但煤炭基地距离路边一里来路的地方现在依然是田野。早些年,三姐娘家组里一对孪生兄弟在这附近包了一两百亩田地饲养青蛙,现在都征收了,他们得了不少征收款,可谓是一夜暴富了。
但这些征收的田地,离路边较远处建了煤炭基地,但靠路边一里来远的田地一直荒芜着。
田野里长了比较多的野腊菜。野腊菜苔用开水焯一下,再用凉水浸泡几个小时,切细后清炒,口感不错。
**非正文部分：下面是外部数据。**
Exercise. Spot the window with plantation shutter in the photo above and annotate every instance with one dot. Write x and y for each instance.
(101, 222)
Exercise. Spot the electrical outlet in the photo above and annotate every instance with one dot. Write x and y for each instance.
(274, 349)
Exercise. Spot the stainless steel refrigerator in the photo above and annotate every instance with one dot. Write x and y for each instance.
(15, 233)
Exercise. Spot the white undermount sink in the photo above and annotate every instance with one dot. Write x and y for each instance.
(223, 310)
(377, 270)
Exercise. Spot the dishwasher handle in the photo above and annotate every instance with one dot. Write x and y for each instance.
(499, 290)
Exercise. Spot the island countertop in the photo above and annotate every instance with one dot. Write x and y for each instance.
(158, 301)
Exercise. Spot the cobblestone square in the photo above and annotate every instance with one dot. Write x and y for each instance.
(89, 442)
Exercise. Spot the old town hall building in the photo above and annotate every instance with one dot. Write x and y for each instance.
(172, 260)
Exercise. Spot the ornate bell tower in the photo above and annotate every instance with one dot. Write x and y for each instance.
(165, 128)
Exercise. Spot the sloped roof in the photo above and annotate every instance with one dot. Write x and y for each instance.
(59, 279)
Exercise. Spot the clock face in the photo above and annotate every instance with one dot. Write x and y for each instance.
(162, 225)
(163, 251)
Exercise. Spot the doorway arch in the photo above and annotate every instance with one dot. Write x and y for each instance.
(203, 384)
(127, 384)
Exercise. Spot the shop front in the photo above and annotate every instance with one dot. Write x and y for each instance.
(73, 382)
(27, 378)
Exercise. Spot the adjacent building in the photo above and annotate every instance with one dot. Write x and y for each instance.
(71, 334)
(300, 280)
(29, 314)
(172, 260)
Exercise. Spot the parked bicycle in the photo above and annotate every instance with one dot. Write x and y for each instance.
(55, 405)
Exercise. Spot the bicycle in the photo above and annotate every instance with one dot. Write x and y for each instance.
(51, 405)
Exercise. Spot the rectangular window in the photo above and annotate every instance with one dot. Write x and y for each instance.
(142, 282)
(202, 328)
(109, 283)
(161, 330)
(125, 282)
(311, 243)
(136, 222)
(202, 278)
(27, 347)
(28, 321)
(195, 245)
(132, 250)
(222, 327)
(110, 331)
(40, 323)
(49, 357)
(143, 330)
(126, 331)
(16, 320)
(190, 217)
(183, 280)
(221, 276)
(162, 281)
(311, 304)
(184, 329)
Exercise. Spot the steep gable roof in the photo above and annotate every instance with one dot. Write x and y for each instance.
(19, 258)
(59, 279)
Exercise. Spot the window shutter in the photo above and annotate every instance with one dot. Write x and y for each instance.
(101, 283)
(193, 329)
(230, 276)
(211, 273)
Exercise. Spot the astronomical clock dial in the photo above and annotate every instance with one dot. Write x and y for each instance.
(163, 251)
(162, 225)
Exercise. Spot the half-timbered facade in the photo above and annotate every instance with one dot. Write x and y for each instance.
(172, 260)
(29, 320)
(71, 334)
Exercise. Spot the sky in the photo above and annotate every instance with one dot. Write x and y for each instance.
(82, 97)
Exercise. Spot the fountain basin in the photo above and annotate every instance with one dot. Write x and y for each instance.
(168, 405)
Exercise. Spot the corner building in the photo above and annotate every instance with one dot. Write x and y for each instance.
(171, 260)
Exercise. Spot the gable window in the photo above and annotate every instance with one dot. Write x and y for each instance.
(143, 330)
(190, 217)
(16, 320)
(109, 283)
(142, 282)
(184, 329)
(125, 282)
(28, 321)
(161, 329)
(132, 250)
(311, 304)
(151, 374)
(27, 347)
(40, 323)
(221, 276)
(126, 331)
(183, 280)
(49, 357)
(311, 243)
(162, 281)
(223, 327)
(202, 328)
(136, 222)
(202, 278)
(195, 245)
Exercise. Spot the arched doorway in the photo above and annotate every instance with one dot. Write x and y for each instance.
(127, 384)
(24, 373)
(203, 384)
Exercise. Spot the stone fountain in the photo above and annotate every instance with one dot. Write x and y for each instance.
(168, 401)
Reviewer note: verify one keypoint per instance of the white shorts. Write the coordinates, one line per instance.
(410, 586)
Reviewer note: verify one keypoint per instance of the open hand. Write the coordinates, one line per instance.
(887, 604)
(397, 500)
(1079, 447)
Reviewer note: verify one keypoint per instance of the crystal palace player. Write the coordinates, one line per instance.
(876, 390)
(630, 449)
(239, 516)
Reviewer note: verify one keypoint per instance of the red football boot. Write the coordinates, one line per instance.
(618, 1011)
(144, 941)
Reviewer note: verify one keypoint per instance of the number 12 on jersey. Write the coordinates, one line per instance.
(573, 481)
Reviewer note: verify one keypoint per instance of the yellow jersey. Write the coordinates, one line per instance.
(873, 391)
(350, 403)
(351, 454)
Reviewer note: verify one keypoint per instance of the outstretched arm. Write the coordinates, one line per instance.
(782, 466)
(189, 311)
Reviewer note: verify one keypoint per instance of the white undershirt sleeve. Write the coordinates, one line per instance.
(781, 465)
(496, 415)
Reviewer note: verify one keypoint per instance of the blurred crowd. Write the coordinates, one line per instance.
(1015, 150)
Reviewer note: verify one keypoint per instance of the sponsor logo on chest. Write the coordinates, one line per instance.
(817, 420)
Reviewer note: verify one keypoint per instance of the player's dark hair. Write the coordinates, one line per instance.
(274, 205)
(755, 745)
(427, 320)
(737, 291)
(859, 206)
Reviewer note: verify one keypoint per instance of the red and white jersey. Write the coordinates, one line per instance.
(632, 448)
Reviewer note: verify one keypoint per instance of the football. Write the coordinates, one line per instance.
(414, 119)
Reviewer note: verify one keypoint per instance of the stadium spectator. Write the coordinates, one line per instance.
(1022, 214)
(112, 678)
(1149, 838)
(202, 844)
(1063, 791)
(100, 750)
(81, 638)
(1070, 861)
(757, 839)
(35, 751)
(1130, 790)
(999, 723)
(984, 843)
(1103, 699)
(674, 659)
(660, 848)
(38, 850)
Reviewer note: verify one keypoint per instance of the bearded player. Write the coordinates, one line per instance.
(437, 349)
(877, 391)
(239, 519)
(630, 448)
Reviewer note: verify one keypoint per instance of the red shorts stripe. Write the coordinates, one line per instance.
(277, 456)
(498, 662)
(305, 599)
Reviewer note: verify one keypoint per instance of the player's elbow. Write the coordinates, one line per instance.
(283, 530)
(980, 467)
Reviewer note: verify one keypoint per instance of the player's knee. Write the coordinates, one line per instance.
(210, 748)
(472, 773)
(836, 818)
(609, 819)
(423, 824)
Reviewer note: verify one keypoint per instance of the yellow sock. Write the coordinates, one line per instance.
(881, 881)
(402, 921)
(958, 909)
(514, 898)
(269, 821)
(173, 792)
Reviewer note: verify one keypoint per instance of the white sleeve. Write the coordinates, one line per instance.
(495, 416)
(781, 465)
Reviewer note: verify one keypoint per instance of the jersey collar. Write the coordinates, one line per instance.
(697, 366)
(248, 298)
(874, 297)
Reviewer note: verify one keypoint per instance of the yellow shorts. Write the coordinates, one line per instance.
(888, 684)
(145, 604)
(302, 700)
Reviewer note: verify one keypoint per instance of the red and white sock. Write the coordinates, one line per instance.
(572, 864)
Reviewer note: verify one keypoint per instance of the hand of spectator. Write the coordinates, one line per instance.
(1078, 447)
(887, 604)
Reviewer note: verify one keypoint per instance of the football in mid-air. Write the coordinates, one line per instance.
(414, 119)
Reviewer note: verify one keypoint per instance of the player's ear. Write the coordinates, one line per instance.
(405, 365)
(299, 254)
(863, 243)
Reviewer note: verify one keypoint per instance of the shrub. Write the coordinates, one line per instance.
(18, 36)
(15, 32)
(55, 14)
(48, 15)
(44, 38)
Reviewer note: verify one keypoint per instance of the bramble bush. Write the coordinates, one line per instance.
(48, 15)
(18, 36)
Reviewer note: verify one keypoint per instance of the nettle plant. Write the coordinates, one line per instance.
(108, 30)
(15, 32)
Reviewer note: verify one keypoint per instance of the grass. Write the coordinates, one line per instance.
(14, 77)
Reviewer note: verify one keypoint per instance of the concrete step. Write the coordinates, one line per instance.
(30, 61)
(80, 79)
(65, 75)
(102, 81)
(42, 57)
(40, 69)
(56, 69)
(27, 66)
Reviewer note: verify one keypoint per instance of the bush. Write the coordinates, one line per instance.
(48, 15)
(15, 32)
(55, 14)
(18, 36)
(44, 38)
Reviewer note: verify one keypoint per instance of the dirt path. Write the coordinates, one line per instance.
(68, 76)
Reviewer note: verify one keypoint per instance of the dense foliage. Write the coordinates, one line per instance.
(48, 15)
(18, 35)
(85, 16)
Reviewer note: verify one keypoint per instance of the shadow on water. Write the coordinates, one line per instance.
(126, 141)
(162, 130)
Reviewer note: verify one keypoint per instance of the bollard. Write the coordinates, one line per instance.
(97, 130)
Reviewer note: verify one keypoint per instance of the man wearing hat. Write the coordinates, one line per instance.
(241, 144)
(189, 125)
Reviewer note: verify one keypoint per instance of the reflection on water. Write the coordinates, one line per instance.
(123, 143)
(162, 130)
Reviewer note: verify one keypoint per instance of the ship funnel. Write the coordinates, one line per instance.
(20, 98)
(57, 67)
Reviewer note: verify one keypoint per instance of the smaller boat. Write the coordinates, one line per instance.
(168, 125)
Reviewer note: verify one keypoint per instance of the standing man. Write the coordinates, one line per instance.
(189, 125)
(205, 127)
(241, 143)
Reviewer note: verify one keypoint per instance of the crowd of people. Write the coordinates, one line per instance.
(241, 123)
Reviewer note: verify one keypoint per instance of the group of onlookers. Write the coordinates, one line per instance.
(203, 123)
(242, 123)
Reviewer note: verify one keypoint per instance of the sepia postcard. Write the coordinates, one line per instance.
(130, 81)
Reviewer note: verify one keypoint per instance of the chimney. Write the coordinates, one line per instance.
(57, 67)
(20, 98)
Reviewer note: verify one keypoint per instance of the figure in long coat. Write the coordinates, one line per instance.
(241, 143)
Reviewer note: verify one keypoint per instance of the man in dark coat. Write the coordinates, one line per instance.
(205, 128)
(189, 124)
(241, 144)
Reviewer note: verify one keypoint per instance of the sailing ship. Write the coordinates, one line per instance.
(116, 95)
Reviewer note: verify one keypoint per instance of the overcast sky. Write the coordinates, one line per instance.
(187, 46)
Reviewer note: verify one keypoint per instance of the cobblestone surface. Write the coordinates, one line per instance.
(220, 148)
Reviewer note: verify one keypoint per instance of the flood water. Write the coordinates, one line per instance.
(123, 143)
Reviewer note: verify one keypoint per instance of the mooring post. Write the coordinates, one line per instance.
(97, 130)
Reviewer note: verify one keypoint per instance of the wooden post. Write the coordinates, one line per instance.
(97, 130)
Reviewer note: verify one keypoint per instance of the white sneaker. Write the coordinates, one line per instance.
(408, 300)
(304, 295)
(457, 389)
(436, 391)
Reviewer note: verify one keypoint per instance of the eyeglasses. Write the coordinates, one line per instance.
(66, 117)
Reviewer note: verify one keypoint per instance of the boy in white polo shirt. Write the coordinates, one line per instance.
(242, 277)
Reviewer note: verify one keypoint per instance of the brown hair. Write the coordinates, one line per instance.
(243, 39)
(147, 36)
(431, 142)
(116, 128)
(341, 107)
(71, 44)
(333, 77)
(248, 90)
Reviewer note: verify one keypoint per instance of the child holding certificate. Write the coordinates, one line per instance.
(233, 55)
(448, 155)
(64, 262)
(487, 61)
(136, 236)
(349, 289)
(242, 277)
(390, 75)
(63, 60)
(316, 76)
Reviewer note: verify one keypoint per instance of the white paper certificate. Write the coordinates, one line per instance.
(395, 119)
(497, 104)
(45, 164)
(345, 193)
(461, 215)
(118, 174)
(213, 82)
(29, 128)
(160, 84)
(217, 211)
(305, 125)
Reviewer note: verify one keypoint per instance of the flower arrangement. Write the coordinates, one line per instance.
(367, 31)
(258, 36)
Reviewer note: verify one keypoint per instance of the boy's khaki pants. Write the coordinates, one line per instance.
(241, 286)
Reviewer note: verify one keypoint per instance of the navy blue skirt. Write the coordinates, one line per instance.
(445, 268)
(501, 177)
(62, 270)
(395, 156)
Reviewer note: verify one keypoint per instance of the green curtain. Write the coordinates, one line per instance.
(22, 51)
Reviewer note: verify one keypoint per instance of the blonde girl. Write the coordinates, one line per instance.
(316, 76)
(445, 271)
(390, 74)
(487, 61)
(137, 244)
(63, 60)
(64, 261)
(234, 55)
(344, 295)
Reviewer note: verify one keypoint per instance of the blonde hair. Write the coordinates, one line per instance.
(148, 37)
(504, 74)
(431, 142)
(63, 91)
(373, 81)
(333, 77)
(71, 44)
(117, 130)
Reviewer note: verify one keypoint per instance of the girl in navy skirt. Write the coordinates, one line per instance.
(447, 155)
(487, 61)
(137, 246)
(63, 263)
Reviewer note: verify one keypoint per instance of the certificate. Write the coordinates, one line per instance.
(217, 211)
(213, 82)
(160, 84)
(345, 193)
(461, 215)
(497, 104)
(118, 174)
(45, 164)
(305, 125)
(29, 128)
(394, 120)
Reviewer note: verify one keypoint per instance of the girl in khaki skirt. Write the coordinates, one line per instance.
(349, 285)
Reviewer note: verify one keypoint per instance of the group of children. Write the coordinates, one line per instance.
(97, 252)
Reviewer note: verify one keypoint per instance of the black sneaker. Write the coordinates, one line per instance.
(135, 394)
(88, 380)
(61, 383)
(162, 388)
早几年我在鞋厂上班时,因为每天上白班,八小时制,又有厂车接送,我每天都回娘家陪母亲。那时候母亲身体还比较好,每餐都给我做好几个菜,可惜那被母爱温暖的时光已经一去不复返了。
那时候这个季节,我们经常早上去上班时就会提前半个小时,拿一个大大的塑料袋采一袋野腊菜苔带到厂里分给市区的同事。市区的同事总是喜不自禁,感激不尽。
因此,我看着那满地的野腊菜,又情不自禁地停下“小电驴”。正好我带了几个塑料袋在电瓶车肚子里,于是我拿出一个袋子下地去采野腊菜苔。
其实,现在这个时候,采野腊菜苔有点太晚,而正月初才正当时,那时候的野腊菜苔又粗又长又嫩,采回家做腌菜或酸菜都很好。
但走到地里,那些被别人掐了无数次的腊菜苔又抽出了新的菜苔,嫩嫩的,只是比较细,但不会影响口感。
我快速地采摘,不到半小时,就采摘了满满一袋。
提到路上,刚准备继续赶路,一位不太高的中年男子搭讪道:“你们这里真好,菜园很大还离房子很近,又到处是野菜。”
我莞尔一笑道:“你是哪里的?你们那里没有我们这里好吗?”
他笑着回道:“我是岳阳县的,也不能说没这么好,只是菜地没有你们这边的大而近,没有这么多野菜,但我们那里有大面积的山地,也很好。”
我又笑道:“那也很好。”
然后我骑上我的“小电驴”和他背道而驰,高兴地前往不远处的娘家。